## Exercise 3.2: Sentiment Analysis and Preprocessing Text

### Part1: Using the TextBlob Sentiment Analyzer

In [4]:
# Import the required packages

import pandas as pd 
import numpy as np
import re as re
from textblob import TextBlob
from textblob.classifiers import NaiveBayesClassifier
import nltk
from nltk.corpus import stopwords
from bs4 import BeautifulSoup 
from sklearn.feature_extraction.text import CountVectorizer
from sklearn.ensemble import RandomForestClassifier
import html

In [5]:
# 1. Import the movie review data as a data frame and ensure that the data is loaded properly.

reviews = pd.read_csv("/Users/anjanibonda/Data-Science/DSC550/Week3_Sentiment_Analysis/labeledTrainData.tsv",sep="\t")
reviews.head()

Unnamed: 0,id,sentiment,review
0,5814_8,1,With all this stuff going down at the moment w...
1,2381_9,1,"\The Classic War of the Worlds\"" by Timothy Hi..."
2,7759_3,0,The film starts with a manager (Nicholas Bell)...
3,3630_4,0,It must be assumed that those who praised this...
4,9495_8,1,Superbly trashy and wondrously unpretentious 8...


In [6]:
# 2. How many of each positive and negative reviews are there?

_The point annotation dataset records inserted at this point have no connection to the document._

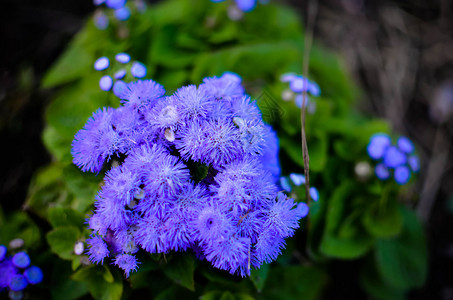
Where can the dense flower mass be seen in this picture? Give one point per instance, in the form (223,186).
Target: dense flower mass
(399,158)
(196,170)
(298,85)
(16,273)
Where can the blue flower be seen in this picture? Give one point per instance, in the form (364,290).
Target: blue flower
(378,145)
(18,282)
(126,262)
(394,157)
(382,172)
(138,70)
(115,4)
(402,175)
(2,252)
(101,63)
(123,13)
(105,83)
(123,58)
(33,274)
(21,260)
(141,93)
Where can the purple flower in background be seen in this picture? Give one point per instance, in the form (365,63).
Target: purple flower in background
(393,157)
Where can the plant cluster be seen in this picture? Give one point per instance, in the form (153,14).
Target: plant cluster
(198,171)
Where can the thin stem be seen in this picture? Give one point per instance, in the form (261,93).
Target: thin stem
(312,11)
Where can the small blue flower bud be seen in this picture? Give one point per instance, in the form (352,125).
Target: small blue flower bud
(405,145)
(297,179)
(3,251)
(123,58)
(382,172)
(115,4)
(101,63)
(394,157)
(414,163)
(378,145)
(314,194)
(123,13)
(284,183)
(120,74)
(21,260)
(119,87)
(15,295)
(246,5)
(302,209)
(101,21)
(18,282)
(402,175)
(34,275)
(105,83)
(138,70)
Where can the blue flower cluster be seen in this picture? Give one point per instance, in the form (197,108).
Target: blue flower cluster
(118,81)
(245,5)
(400,157)
(121,11)
(297,86)
(16,273)
(196,170)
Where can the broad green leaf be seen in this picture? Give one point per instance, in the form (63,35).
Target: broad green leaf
(382,221)
(373,284)
(95,278)
(180,269)
(342,237)
(62,239)
(259,276)
(75,62)
(294,282)
(57,144)
(402,260)
(47,188)
(59,216)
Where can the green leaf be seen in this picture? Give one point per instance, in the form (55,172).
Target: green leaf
(342,236)
(62,239)
(47,188)
(74,104)
(294,282)
(58,145)
(180,268)
(59,216)
(382,221)
(95,278)
(259,276)
(373,284)
(402,260)
(84,186)
(75,62)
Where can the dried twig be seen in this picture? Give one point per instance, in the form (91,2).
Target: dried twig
(312,10)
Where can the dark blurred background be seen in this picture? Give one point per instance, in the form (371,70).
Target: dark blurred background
(400,53)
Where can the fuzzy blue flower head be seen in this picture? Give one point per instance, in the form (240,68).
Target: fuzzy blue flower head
(298,85)
(21,260)
(397,159)
(198,170)
(15,273)
(34,275)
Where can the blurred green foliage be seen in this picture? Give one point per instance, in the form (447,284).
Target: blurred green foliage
(182,42)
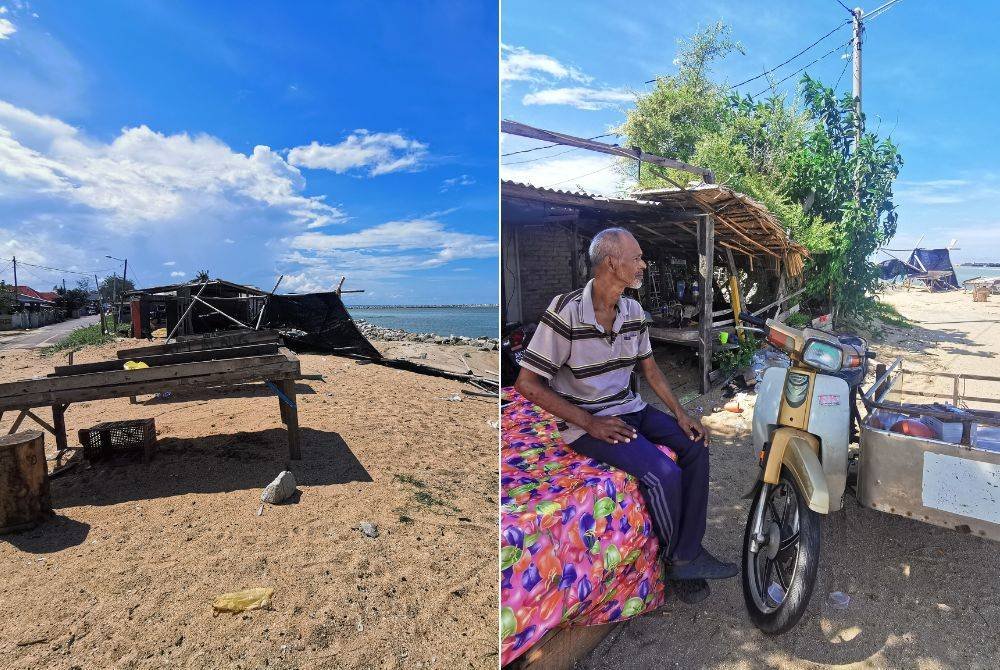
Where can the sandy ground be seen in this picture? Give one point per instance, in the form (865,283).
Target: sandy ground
(922,597)
(124,574)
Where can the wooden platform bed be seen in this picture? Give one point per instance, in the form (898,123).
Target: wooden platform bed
(190,364)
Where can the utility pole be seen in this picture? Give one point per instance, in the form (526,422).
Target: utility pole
(100,306)
(859,30)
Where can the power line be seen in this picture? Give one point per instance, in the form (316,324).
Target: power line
(786,62)
(75,272)
(804,67)
(549,146)
(541,158)
(606,167)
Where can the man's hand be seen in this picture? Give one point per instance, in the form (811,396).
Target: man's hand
(610,429)
(692,428)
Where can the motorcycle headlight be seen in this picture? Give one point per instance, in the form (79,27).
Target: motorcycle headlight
(823,355)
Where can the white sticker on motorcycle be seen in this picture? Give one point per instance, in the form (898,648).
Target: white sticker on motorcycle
(962,486)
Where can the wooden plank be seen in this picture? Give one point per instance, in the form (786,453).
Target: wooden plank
(203,342)
(564,648)
(284,370)
(124,377)
(706,258)
(265,349)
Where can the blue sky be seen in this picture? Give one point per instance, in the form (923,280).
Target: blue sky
(928,69)
(253,139)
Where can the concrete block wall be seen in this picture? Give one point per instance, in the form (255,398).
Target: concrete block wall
(546,267)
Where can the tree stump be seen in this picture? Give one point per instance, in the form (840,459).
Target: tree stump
(24,481)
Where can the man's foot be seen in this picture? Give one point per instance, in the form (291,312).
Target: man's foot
(704,566)
(690,591)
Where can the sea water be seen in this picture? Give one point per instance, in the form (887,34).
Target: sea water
(461,320)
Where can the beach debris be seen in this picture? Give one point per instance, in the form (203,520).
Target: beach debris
(280,489)
(242,601)
(839,600)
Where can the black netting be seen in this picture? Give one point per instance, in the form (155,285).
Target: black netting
(935,260)
(323,322)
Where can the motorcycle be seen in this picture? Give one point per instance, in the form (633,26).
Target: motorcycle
(802,428)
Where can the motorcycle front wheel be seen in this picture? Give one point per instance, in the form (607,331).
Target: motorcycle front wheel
(778,577)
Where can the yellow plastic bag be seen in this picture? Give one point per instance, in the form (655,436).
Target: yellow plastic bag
(241,601)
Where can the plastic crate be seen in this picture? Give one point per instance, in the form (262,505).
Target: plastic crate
(105,439)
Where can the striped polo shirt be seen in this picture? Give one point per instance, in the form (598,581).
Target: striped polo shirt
(585,365)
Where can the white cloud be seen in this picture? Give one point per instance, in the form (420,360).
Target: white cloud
(579,97)
(519,64)
(379,153)
(143,178)
(6,27)
(461,180)
(591,173)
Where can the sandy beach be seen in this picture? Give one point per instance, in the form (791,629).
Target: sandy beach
(922,597)
(124,574)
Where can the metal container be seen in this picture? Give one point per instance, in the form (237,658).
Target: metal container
(951,485)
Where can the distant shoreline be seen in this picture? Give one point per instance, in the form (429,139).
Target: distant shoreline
(415,306)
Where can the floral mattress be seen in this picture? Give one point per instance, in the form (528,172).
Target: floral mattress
(577,546)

#Display the counts for each sentiment, positive and negative
reviews.sentiment.value_counts()

1    12500
0    12500
Name: sentiment, dtype: int64

In [7]:
# 3. Use TextBlob to classify each movie review as positive or negative. Assume that a polarity score greater than 
#    or equal to zero is a positive sentiment and less than 0 is a negative sentiment.

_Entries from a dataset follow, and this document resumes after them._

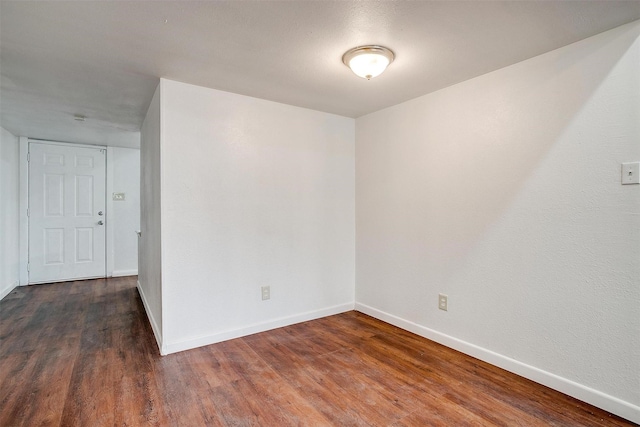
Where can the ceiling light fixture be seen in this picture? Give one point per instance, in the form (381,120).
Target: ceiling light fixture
(368,61)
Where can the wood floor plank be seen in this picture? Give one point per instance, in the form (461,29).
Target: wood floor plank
(83,353)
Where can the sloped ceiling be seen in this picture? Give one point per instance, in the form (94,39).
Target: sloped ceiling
(103,59)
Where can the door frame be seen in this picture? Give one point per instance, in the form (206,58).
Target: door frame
(24,204)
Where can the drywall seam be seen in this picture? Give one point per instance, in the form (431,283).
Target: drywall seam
(594,397)
(255,328)
(152,320)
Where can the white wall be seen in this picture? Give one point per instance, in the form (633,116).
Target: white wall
(504,193)
(123,175)
(254,193)
(149,244)
(9,219)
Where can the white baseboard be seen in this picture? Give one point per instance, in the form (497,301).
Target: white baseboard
(594,397)
(122,273)
(254,329)
(7,290)
(152,320)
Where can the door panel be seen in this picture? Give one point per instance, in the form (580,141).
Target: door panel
(66,192)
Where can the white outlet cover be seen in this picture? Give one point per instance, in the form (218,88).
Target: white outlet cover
(631,173)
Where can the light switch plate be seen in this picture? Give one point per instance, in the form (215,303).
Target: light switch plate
(631,173)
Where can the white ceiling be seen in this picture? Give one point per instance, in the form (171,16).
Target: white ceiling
(103,59)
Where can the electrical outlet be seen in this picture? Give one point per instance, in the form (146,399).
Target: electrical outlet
(631,173)
(442,302)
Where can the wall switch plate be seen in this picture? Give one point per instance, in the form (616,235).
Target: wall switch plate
(443,301)
(631,173)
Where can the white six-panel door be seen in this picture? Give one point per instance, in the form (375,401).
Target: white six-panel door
(66,212)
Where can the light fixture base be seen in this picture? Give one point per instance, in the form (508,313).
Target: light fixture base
(368,61)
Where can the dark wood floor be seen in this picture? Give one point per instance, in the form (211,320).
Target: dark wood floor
(83,354)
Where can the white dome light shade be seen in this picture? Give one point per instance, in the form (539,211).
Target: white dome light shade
(368,61)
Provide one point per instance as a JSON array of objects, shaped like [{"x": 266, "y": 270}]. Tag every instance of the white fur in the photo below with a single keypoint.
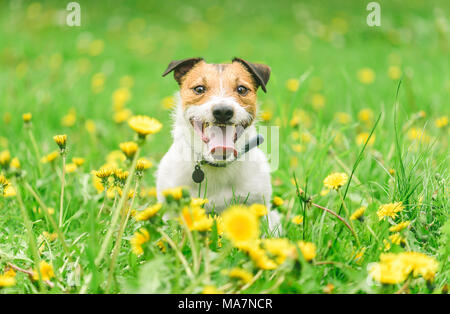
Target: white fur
[{"x": 247, "y": 178}]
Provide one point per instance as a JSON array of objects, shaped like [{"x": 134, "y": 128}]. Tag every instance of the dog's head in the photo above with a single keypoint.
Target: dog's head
[{"x": 219, "y": 101}]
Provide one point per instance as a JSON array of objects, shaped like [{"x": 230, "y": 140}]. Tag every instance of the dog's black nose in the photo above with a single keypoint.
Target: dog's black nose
[{"x": 223, "y": 113}]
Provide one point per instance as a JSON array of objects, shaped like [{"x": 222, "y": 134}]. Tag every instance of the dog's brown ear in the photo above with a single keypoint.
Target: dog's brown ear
[
  {"x": 260, "y": 72},
  {"x": 181, "y": 67}
]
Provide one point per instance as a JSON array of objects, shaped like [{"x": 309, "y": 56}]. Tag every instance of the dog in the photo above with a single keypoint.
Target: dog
[{"x": 213, "y": 119}]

from textblob import TextBlob

# Create a new column 'sentiment_score' using the TextBlob polarity score
reviews['sentiment_score'] = reviews['review'].apply(lambda text: TextBlob(text).sentiment.polarity)

In [8]:
# Create a function to analyze the polarity scores to determine positivity, neutrality or negativity
def getAnalysis(score):
  if score < 0:
    return '0'
  else:
    return '1'

In [9]:
# Create a new column by applying the function to the sentiment score

reviews['sentiment_textblob'] = reviews['sentiment_score'].apply(getAnalysis)
reviews.head()

Unnamed: 0,id,sentiment,review,sentiment_score,sentiment_textblob
0,5814_8,1,With all this stuff going down at the moment w...,0.001277,1
1,2381_9,1,"\The Classic War of the Worlds\"" by Timothy Hi...",0.256349,1
2,7759_3,0,The film starts with a manager (Nicholas Bell)...,-0.053941,0
3,3630_4,0,It must be assumed that those who praised this...,0.134753,1
4,9495_8,1,Superbly trashy and wondrously unpretentious 8...,-0.024842,0


In [10]:
reviews.sentiment_textblob.value_counts()

1    19017
0     5983
Name: sentiment_textblob, dtype: int64

In [11]:
# 4. Check the accuracy of this model. Is this model better than random guessing?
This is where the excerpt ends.